Skip to main content

PWR079: Avoid undefined behavior due to uninitialized variables

Issue

Accessing an uninitialized variable can lead to undefined behavior due to its indeterminate value.

Actions

Always initialize variables before using them, helping ensure deterministic behavior and prevent bugs in the code.

Relevance

Some programming languages automatically initialize variables to default values, but Fortran, C, and C++ often do not. Consequently, variables left uninitialized contain unpredictable data until they are explicitly set by the programmer:

  • Fortran: Reading any variable that has not been explicitly initialized results in undefined behavior.
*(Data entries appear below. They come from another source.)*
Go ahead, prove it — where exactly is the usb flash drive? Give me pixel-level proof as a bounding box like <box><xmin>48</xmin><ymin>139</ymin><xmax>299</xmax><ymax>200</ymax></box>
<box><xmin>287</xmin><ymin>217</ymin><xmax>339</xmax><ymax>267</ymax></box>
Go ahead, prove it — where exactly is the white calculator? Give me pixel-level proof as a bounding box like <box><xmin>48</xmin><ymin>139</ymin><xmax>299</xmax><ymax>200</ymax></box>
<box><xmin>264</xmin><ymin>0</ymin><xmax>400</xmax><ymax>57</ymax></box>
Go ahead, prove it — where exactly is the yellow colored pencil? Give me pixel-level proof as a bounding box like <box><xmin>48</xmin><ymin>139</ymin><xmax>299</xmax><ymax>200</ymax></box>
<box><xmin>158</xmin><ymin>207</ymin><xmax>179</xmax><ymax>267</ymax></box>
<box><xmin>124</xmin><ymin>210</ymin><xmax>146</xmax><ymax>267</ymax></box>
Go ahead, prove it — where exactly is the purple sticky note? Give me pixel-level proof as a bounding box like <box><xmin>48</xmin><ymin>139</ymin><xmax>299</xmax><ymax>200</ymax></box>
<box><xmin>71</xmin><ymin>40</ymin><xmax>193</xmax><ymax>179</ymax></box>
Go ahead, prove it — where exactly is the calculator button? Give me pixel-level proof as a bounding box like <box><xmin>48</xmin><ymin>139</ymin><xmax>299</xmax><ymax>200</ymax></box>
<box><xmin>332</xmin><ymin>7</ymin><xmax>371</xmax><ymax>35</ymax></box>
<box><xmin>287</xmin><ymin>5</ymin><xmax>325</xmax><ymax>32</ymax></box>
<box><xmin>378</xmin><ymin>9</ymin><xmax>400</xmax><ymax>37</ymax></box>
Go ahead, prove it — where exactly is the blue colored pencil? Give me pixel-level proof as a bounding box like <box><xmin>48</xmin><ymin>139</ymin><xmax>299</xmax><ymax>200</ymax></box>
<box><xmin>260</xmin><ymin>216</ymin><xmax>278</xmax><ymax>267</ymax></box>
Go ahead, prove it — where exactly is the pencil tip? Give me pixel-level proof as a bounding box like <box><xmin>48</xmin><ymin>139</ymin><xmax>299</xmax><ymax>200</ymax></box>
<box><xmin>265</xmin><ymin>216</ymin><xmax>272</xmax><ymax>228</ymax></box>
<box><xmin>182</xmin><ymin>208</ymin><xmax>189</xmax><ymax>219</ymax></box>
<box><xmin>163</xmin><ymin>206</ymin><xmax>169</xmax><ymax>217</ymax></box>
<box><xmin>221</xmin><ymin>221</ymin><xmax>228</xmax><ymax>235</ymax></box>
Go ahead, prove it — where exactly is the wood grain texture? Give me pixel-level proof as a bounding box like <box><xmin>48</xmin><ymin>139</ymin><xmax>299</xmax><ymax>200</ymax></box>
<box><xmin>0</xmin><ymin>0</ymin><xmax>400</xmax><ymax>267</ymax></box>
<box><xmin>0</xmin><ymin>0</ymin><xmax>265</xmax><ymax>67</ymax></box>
  • C: Automatic (i.e., declared within functions) variables are not initialized by default. However, static, thread_local, and file-scope variables are zero-initialized (e.g., scalar values are set to 0).

  • C++: Similar to C, with additional rules for default initialization of class-like objects and array elements in certain contexts.
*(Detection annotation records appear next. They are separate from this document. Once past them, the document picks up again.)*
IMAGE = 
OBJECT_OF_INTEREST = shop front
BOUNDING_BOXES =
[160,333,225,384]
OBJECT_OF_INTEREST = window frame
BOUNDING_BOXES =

Since uninitialized variables may contain any arbitrary values, reading and using them can lead to undefined behavior, potentially causing incorrect results, crashes, or other unintended outcomes. Compilers are not required to warn about these issues and, even if they do, they typically still allow the code to compile and run.
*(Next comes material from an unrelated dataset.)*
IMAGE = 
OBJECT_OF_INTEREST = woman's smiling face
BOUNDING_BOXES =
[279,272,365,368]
Some compilers may appear to "help" by zero-initializing variables under certain conditions (e.g., specific compilation flags). While this can make technically incorrect code run as originally intended, relying on such incidental behavior creates a false sense of security and masks underlying logical errors. Ultimately, this can vanish under different compilation settings and can vary between compilers.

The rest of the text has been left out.